Watching your favorite television show on EPB's Fi-TV connection will cost you anywhere from $1 to $8 more a month, starting in November.
EPB directors Friday approved the increases in its cable TV rates to cover higher video programming expenses charged by local television stations, broadcast networks and and cable programmers. The increases will become effective Nov. 1 for more than 54,000 video service customers of EPB.
The city-owned utility said it will not raise its prices for its high-speed internet, telephone or premium TV services.
EPB raising rates
› Fi-TV Bronze Select, 20 networks with standard features package with 1 set top box, current monthly rate of $22.98 rises $1 to $23.98 a month*
› Fi-TV Silver Select, 93 networks with standard features package with 1 set top box, currently monthly rate of $87.98 rises $6 to $93.98 a month*
› Fi-TV Gold Select, 160 networks with 50 music channels and nearly 12,000 video on demand titles, plus standard features package with 1 set top box, currently monthly rate of $103.98 rises $8 to $111.98 a month*
*Does not include taxes or fees or discounts available for bundled options
"Most all of our program channels, from local stations to cable news, sports and entertainment channels, all have contractual agreements to raise their prices each year and we're simply passing those along," said Greg Eaves, EPB's chief financial officer.
EPB President David Wade told the utility board Friday that EPB must boost its video rates or risk losing money on the service, which EPB as a publicly owned and regulated utility is not allowed to do. EPB will be sending letters to affected customers next week explaining the changes and Wade said EPB customer service representatives will be available to discuss different options for consumers who may wish to alter their video services due to the higher rates.
"We want to do what is best for our customers," Wade said, noting that many customers are abandoning standard cable TV plans and moving to streaming television services such as Hulu, Sling TV, Netflix or Amazon through their internet.
EPB has signed up more than 99,000 residential and business customers to its fiber optic network since the electric utility expanded into telecom a decade ago. But only 54,014 of those customers subscribe to any of EPB's video service. The rest used EPB strictly for for internet, data or phone service.
Despite its "drive to 100k" program to sign up more EPB fiber optic users, the number of video service users at EPB dropped by more than 2,200 in the past year, Eaves said. The decline reflects the growing trend by many TV viewers to "cut the cord" for cable TV services and switch to over-the-air broadcasts and internet video services.
Wade said EPB actually makes more money from internet services than its video business, even though the $60 million-a-year video services generate nearly half of EPB's fiber optic revenues.
Most of EPB's video service customers subscribe to the "gold plan" and will pay $8 more a month, or $96 more a year, under the higher prices approved Friday.
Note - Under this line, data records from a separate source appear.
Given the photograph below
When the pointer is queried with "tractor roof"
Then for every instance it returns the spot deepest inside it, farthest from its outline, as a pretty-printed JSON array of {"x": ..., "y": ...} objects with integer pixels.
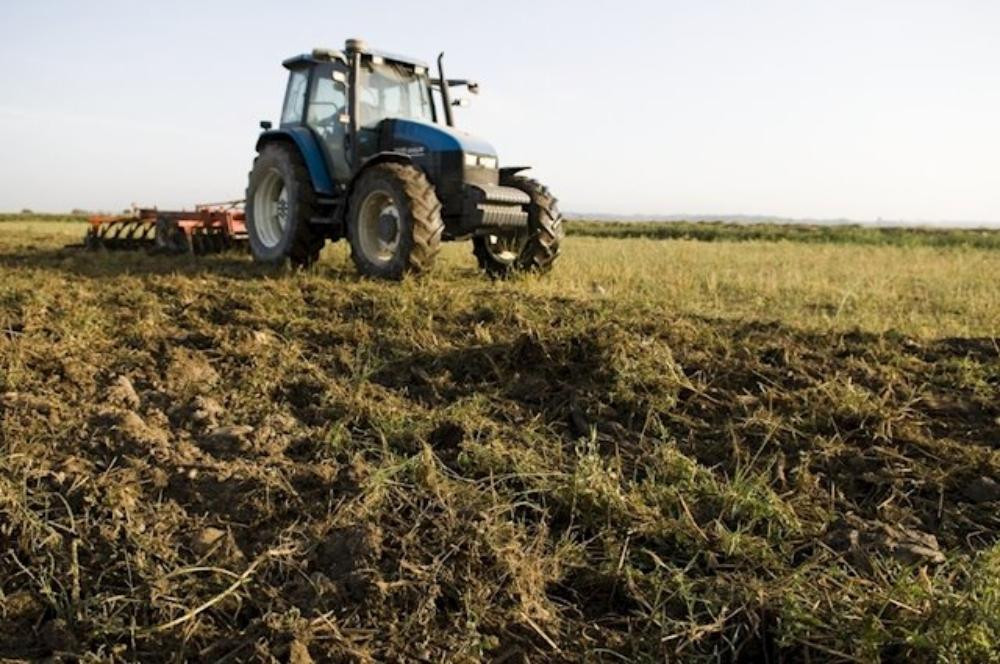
[{"x": 327, "y": 54}]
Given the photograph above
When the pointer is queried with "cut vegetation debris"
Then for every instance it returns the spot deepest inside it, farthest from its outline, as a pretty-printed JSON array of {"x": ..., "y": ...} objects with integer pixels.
[{"x": 663, "y": 451}]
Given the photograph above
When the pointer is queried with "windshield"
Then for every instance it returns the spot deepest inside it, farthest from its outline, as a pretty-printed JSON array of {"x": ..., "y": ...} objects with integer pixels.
[{"x": 393, "y": 91}]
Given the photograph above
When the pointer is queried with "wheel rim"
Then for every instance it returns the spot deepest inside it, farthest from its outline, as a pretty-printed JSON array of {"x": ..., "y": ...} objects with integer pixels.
[
  {"x": 504, "y": 248},
  {"x": 379, "y": 227},
  {"x": 270, "y": 209}
]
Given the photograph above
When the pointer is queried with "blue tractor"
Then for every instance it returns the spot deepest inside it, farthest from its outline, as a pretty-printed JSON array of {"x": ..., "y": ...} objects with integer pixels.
[{"x": 367, "y": 151}]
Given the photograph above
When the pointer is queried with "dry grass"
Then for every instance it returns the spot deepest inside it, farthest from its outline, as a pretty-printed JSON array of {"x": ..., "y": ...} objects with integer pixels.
[{"x": 665, "y": 450}]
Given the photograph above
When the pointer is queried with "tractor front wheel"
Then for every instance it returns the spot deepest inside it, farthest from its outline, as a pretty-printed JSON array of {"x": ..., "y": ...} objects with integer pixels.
[
  {"x": 394, "y": 224},
  {"x": 280, "y": 206},
  {"x": 533, "y": 249}
]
The latest EPB rate hikes are slightly lower than those adopted over the past couple of years by EPB, which last year raised cable TV plans from $2 to $11 more a month. EPB has raised its video rates for each of the past five years to cover increased program expenses, Wade said.
Such raises in video charges are common by most cable TV providers, although internet service rates have generally remained stable or even declined.
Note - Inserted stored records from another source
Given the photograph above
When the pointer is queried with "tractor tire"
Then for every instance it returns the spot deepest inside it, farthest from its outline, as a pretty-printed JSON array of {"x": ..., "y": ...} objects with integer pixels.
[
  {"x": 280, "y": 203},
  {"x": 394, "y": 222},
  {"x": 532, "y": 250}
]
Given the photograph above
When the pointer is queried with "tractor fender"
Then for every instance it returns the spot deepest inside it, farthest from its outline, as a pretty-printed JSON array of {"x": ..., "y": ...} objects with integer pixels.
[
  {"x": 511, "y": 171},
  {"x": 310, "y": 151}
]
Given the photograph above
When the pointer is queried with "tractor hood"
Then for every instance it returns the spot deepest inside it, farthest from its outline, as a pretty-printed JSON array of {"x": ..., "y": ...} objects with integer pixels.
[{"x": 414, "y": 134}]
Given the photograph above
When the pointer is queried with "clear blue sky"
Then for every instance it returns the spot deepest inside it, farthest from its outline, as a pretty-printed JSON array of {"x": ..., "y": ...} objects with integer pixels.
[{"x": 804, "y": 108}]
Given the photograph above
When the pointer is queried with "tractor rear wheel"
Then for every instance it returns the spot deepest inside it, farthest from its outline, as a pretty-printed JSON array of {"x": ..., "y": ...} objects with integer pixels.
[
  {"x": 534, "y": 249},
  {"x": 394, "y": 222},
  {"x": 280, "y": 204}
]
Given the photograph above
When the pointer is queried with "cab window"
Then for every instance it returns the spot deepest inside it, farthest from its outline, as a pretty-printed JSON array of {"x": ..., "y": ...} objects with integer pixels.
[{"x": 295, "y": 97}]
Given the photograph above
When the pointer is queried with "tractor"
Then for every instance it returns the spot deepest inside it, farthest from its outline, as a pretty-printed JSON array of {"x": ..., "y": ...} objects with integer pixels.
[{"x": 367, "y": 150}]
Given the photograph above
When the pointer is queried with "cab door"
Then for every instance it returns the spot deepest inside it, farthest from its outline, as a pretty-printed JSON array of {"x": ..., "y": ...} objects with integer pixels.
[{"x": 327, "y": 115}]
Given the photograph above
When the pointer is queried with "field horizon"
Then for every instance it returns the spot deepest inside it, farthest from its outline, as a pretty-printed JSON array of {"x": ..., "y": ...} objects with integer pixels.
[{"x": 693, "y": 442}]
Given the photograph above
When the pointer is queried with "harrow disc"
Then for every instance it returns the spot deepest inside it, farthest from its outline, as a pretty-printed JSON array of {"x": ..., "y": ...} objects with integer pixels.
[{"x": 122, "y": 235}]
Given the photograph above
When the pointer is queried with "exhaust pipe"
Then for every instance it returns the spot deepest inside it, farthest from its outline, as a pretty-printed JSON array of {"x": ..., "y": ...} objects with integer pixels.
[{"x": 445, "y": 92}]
The U.S. Bureau of Labor Statistics said the average consumer bill for cable and satellite subscriber services rose 5.6 percent in the 12-month period ended in August, or double the 2.8 percent overall producer price inflation rate in the same period.
The price of internet access services dropped by an average 1.1 percent in the same period, according to BLS data.
EPB's biggest rival for cable TV service in Chattanooga, Comcast, has no immediate plans for a rate increase, Comcast spokeswoman Sara Jo Walker said Friday.
But in a June report on "Cable TV's Sneaky Fees," Consumer Reports magazine said many cable providers, including Comcast in some areas, have added broadcast TV fees, sports surcharges and HD technology fees on to bills while keeping the quoted plan rates unchanged. Consumer Reports delivered more than 100,000 petition signatures to Comcast three months questioning the add-on fees.
"With the proliferation of add-on fees, it's nearly impossible for consumers to find out the full cost of a cable package before they get locked into a contract — and cable companies count on this," said Jonathan Schwantes, senior policy counsel for Consumers Union, the advocacy division of Consumer Reports. "These confusing, often misleadingly named charges, continue to drive up consumer bills, even if you lock in a promotional rate."
Wade said EPB is trying to be transparent with its rate increase. Consumer Reports recently praised EPB as "one of the few bright spots for internet service" and the only Internet Service Provider to receive the magazine's top mark for value.